Mahama is playing pranks. Now that it is election year he wishes to use the end to justify the means. Looking at human nature, its tendency to forget of past hardship Mahama would rather fill the sack of bad nuts with only a few good nuts towards its brim. But any well meaning person would need a complete dissection to tell what his government has achieved and show him the exit by means of the thumb come November 7.
We have placed undue hope on the oil which would soon be depleted to our doom. Since such a vital resource is not renewable unless we explore new grounds on our territorial waters and make new discoveries take the 1.5% or so out of the GDP and Mahama would have to finance his corruption from the “status quo.” The danger of corruption is even greater this election year.
Ghana has even lost its image in democratic governance. Someone might say this figure is egotistic, personal and unreal. But we are all living to see what finally unfolds. I am not the one to say Ghana has the most corrupt media in Africa. I am not the one to say we have not been shortlisted for a Mo Ibrahim consideration. Nor have we attained any appreciable position on global corruption PPI since the last eight years. I am not the first to say there is corruption in the judiciary. I am not the one to say MPs do take bribes to articulate people’s views in parliament. I am probably not the first to say the finance committee is a mere window dressing. I am not the one to say the appointment committee is a formality when die hard criminals pass through it to reign in the high places.

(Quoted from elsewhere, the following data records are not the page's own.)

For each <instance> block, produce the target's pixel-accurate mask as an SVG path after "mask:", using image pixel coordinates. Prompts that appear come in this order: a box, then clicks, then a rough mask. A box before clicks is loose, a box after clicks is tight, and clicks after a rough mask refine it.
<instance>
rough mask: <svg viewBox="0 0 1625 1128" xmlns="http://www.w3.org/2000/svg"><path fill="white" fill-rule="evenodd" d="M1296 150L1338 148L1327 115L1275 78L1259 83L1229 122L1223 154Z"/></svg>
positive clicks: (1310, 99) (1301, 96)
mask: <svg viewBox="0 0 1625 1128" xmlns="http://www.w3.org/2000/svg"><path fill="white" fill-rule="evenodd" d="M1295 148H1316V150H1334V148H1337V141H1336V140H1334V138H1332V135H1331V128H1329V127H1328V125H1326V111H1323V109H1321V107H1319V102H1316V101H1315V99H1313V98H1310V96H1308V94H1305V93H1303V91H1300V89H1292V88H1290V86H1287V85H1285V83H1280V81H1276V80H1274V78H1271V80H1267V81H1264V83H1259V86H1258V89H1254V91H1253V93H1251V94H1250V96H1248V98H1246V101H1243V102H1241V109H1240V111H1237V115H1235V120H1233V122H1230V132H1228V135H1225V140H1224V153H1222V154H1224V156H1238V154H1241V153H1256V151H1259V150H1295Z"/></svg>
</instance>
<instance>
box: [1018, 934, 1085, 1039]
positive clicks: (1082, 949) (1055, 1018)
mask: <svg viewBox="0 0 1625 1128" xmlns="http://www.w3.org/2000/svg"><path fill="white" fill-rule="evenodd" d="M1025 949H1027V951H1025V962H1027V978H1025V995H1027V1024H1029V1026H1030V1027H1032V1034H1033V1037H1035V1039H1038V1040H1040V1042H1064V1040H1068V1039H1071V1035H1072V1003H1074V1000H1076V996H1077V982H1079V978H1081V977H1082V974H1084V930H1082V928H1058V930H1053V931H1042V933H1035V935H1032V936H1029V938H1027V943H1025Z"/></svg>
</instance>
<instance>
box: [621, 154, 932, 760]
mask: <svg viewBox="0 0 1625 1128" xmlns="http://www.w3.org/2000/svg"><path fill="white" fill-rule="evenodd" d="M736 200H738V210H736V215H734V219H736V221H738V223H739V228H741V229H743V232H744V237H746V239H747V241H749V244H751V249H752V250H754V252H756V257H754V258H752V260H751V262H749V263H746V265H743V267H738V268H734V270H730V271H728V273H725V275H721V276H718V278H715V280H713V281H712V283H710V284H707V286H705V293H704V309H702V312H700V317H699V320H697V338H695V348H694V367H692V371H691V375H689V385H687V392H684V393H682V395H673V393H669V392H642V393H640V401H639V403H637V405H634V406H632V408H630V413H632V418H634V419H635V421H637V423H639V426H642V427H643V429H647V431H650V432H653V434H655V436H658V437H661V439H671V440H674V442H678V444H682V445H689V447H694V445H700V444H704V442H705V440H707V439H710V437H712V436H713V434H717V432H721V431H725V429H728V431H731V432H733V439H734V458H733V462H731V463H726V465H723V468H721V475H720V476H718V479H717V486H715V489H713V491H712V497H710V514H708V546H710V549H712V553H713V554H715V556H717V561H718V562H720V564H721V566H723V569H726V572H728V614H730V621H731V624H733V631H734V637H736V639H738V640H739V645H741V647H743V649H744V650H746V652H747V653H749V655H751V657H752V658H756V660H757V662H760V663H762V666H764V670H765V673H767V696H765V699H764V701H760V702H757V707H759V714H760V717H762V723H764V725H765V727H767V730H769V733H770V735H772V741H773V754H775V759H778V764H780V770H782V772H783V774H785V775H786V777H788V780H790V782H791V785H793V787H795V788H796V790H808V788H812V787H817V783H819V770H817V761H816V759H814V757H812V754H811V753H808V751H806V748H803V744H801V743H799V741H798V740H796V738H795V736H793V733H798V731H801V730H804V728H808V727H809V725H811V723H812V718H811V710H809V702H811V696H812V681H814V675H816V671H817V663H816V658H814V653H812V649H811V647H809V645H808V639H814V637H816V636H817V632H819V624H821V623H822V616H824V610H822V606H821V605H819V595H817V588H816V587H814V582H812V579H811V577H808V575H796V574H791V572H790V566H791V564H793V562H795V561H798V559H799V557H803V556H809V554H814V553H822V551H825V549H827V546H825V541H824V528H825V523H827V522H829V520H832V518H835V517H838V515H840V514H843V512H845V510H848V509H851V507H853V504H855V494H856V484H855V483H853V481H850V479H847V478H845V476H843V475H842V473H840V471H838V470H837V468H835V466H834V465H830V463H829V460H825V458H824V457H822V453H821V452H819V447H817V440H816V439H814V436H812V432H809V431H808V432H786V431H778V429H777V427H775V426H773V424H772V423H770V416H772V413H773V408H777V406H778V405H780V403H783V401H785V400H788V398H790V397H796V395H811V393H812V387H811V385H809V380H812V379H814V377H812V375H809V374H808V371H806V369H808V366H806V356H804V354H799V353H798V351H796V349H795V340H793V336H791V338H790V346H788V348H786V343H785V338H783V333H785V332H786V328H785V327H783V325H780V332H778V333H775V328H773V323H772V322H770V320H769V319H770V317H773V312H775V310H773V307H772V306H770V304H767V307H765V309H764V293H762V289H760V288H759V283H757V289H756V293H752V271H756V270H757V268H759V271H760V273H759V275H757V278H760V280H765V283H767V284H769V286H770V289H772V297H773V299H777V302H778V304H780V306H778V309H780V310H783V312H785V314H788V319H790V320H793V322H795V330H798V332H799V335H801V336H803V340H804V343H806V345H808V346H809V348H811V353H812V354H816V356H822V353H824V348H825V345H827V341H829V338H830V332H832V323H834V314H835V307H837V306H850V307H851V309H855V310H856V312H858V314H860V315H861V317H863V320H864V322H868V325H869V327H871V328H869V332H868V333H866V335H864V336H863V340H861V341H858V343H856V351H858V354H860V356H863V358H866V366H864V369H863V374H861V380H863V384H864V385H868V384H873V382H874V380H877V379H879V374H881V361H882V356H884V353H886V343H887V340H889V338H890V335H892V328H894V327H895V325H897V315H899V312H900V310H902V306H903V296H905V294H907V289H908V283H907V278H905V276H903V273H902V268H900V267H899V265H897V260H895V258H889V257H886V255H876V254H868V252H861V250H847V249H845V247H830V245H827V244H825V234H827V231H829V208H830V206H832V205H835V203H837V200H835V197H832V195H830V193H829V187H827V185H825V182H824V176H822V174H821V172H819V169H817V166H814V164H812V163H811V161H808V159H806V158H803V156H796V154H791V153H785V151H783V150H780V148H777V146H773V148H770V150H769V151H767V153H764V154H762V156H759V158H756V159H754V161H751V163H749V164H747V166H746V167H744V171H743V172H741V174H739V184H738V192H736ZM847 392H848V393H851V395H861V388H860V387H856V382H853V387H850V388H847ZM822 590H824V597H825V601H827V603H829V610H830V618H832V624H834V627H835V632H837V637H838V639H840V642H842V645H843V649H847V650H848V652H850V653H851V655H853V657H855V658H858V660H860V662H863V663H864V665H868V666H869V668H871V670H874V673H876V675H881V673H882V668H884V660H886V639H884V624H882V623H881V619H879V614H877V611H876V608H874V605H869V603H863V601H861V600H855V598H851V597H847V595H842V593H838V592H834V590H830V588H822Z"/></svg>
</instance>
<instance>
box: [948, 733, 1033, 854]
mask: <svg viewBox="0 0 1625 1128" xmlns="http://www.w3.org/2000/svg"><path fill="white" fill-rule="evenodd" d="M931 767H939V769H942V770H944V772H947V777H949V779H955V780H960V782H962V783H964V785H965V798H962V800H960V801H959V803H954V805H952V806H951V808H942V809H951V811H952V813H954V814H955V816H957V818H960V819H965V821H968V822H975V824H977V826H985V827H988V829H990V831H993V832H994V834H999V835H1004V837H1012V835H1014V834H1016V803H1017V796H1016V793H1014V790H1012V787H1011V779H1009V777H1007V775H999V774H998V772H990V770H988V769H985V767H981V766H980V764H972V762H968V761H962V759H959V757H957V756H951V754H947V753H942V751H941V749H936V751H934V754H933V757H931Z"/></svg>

I am not the one to say people seem to interpret the constitution as suits them when they were in this very country and different paths were been pursued. I am not the one to say Ghana is a rising star of internet fraud in Africa.(and Ghana recently sold out a whole teaching hospital in a scam!) I am not the one to say the right to information bill has languished for over six years. The NDC knows how such openness would mean to its fortunes.
Whether or not we fear we would be taken by our own words we cannot play the ostrich and say Mahama is an experienced politician of much competence. Mahama doesn’t tolerate corruption. We must be living in a fool’s paradise. By corruption we mean big time corruptions that place havoc on society such as one man’s dubious booty can give a GH¢3 amount to each Ghanaian from his political syndicate.
We must applaud if the nation successfully defends against dubious judgement debts. We must also hasten to condemn any connivance and hypocrisy. Mahama is rather being polemic gleaning for points to show that all are involved. Ghana is still lingering around the status quo in the global corruption performance index. And that inflation keeps rising! Whatever be the ill-omen it is enough. Let him step down and let another take his place after over twenty good years in public service. Let him find a place and retire among the elders for so far he has outdone his best. He has nothing new to present. He has no clue as to how to resuscitate the fainted economy.
Mahama should have rather strengthened his systems and stop all this hypocrisy. All is late he should sooner start preparing his handover notes rather than make new meditations of blue prints since his views would be replaced by sharper brains. Away with the NDC!